1. Some additional code added to the Lexer/Preprocessor (nothing in the hot path), similar to the functionality used to expand macros.
  2. Some additional logic needed to add "metaparsed" Decls into template instantiations (setting up scopes etc.).  
  3. There may be issues when the user calls macros in the code strings (e.g. `__metaparse("int SOMEMACRO(foo) = 4")`) — I got crashes early on, added checks and diagnostics to address them, but they were needed in a number of strange spots so a more comprehensive consideration would be warranted.
  4. Would be nice if diagnostics could point inside a string literal, e.g.
```
__metaparse("int i = missspelling;");
                     ^ unknown identifier
```

It’s been awhile but I think that covers it.

I have no doubt that you can get simpler cases working this way. But the way we process source during parsing and during template instantiation are fundamentally different, so I'd expect lots of things to not work (for example, you won't be able to do lookups that find local variables when injecting into a function scope).

But honestly, I don't think implementation complexity is the primary reason we shouldn't do this. I think the better reason is that such an approach is fundamentally distasteful and unhygienic in much the same way that macros are. You know what's worse than a vexing parse bug? A vexing parse bug caused by a compile-time program spitting out an ambiguous string of C++ code. Good metaprogramming is semantic, not based on what a string happens to mean when interpreted in a particular context.

Exactly this.

My work on injection (2015 or 16 I think) started using tokens, but moving to strings is not a big jump. The implementation isn't really hard. What killed that approach was the fact that names in the fragment/token sequence/string are completely reinterpreted at the point that you inject them. Those names that you thought referred to types suddenly don't when injected. If you're lucky, you get compiler errors. If you're unlucky, you can also get runtime bugs.

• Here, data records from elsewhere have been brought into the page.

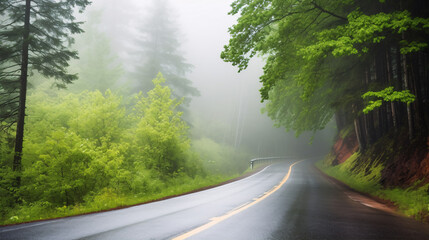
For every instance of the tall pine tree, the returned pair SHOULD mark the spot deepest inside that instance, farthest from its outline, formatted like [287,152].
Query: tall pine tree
[35,35]
[159,53]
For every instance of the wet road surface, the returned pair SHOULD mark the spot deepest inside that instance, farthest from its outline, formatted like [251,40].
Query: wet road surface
[305,205]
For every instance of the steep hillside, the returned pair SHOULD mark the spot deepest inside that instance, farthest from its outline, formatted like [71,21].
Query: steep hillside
[393,169]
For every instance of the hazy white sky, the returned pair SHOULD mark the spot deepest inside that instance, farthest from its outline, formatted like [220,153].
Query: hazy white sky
[229,101]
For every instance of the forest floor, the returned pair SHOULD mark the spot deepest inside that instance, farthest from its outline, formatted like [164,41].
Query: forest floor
[393,171]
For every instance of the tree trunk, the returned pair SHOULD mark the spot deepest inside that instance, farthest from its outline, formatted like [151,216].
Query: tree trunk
[409,111]
[389,78]
[17,166]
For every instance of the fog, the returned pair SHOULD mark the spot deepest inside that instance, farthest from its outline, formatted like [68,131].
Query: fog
[228,109]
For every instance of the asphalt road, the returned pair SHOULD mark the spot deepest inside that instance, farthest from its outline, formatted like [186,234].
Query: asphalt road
[268,205]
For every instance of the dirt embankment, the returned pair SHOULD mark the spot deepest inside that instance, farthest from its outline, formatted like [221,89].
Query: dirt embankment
[344,148]
[405,162]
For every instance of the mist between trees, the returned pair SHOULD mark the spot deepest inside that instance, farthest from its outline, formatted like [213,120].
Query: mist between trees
[126,130]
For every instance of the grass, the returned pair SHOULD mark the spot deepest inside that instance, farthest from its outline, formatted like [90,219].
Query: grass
[412,201]
[109,199]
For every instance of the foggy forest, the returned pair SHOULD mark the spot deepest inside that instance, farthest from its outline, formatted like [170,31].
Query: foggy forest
[106,104]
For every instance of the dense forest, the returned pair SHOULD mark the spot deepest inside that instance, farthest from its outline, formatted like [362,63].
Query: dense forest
[83,130]
[363,63]
[79,131]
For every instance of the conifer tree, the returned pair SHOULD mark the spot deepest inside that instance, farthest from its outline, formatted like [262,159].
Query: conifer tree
[159,53]
[35,35]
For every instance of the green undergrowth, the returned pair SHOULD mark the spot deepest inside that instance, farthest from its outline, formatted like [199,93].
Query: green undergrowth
[108,198]
[412,201]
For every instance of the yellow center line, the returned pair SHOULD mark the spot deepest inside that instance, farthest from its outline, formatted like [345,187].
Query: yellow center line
[217,220]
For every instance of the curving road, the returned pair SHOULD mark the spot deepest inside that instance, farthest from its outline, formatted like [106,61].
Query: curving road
[268,205]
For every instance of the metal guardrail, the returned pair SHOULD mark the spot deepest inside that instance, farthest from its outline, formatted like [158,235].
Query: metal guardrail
[264,160]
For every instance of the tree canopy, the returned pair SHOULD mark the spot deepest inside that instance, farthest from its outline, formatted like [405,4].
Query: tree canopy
[322,56]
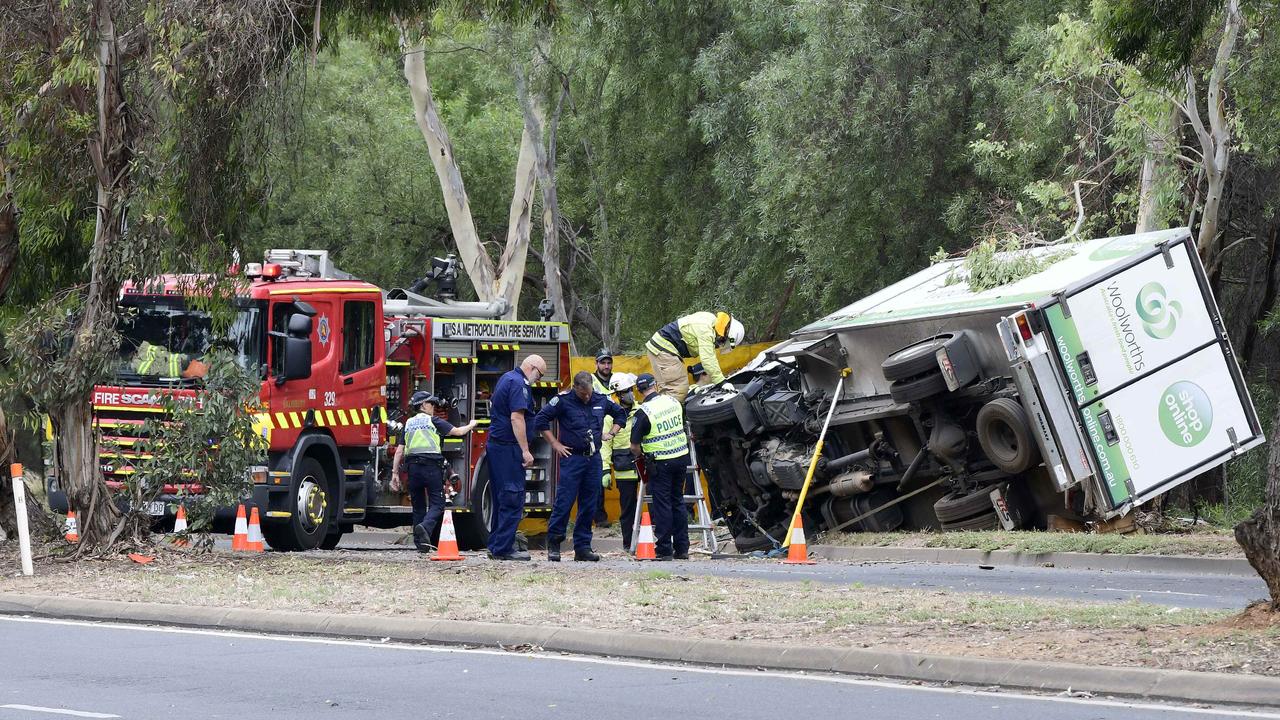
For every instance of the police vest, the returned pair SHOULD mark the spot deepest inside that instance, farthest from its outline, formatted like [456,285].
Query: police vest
[666,437]
[421,437]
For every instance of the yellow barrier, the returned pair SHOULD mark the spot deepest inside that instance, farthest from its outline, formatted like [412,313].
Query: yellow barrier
[730,363]
[638,364]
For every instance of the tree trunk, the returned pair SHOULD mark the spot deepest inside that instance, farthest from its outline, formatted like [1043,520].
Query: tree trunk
[1216,140]
[475,259]
[112,154]
[1260,534]
[511,267]
[1155,165]
[545,168]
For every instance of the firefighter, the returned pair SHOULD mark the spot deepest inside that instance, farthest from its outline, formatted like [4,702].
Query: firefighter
[507,454]
[699,335]
[617,456]
[658,436]
[702,379]
[426,464]
[580,414]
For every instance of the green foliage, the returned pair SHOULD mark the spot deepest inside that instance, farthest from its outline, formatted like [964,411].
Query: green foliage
[997,261]
[1160,37]
[206,440]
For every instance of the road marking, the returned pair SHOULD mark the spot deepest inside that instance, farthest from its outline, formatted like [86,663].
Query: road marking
[1156,592]
[56,711]
[662,666]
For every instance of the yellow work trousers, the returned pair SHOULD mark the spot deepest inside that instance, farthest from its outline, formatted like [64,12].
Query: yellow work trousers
[671,376]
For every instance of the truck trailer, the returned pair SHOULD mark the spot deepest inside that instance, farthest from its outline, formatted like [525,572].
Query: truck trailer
[1080,391]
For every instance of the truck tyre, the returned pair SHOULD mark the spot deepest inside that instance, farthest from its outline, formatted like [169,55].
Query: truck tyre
[915,359]
[986,522]
[954,506]
[472,528]
[1005,436]
[918,388]
[311,510]
[709,408]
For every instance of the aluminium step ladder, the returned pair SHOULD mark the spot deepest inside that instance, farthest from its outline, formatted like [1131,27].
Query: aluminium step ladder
[702,522]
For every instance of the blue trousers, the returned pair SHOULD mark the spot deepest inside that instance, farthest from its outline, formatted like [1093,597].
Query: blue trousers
[579,481]
[426,493]
[507,483]
[670,519]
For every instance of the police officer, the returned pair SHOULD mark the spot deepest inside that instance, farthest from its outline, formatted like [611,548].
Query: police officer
[617,456]
[580,413]
[507,454]
[421,450]
[658,434]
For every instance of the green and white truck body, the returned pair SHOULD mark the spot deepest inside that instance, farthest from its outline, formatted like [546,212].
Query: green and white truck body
[1082,390]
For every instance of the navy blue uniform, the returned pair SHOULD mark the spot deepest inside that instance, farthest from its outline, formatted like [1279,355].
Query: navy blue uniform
[581,427]
[504,460]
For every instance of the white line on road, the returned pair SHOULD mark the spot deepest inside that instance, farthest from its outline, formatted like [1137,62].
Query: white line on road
[664,666]
[56,711]
[1156,592]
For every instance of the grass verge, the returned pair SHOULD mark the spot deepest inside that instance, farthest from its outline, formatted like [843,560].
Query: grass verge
[670,602]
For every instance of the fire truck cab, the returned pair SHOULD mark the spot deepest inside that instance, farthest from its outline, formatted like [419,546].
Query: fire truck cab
[338,360]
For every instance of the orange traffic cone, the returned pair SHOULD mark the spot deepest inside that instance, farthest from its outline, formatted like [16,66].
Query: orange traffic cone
[448,548]
[254,542]
[645,548]
[240,541]
[72,531]
[798,554]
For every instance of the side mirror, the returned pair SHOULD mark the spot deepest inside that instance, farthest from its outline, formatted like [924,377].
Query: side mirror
[297,358]
[300,326]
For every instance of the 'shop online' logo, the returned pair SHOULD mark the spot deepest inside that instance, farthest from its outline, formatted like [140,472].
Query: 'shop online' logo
[1185,414]
[1159,314]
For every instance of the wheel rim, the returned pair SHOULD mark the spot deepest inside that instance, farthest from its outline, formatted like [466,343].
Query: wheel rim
[312,504]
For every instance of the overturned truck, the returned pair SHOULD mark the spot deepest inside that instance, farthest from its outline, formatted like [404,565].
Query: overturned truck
[1080,391]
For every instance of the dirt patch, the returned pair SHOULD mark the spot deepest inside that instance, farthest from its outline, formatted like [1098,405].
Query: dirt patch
[663,601]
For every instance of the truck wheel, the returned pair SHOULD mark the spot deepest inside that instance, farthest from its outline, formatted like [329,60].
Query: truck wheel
[709,408]
[1005,436]
[918,388]
[915,359]
[310,506]
[987,522]
[954,507]
[472,528]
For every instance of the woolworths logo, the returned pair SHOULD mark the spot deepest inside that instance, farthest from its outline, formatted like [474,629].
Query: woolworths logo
[1185,414]
[1159,314]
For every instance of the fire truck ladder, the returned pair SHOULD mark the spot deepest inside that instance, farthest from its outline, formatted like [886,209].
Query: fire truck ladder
[702,522]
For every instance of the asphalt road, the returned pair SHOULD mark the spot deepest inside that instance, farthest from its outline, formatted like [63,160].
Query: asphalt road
[86,670]
[1193,591]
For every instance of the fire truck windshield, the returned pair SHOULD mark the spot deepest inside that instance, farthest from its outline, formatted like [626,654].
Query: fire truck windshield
[165,341]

I spent a month or so trying to find ways to alleviate those problems, but still using macros and ended up with a weird kind-of-like-C++ grammar that mostly worked, but only in trivial cases. So, I looked at using templates as a basis for injection. The underlying concepts aren't too fundamentally different.

Anyway, all of that "needless complexity" in fragments aims to provide a strong guarantee that the code injected into a program has the meaning intended when it was written. And actual users don't seem to have been terribly burdened by the model.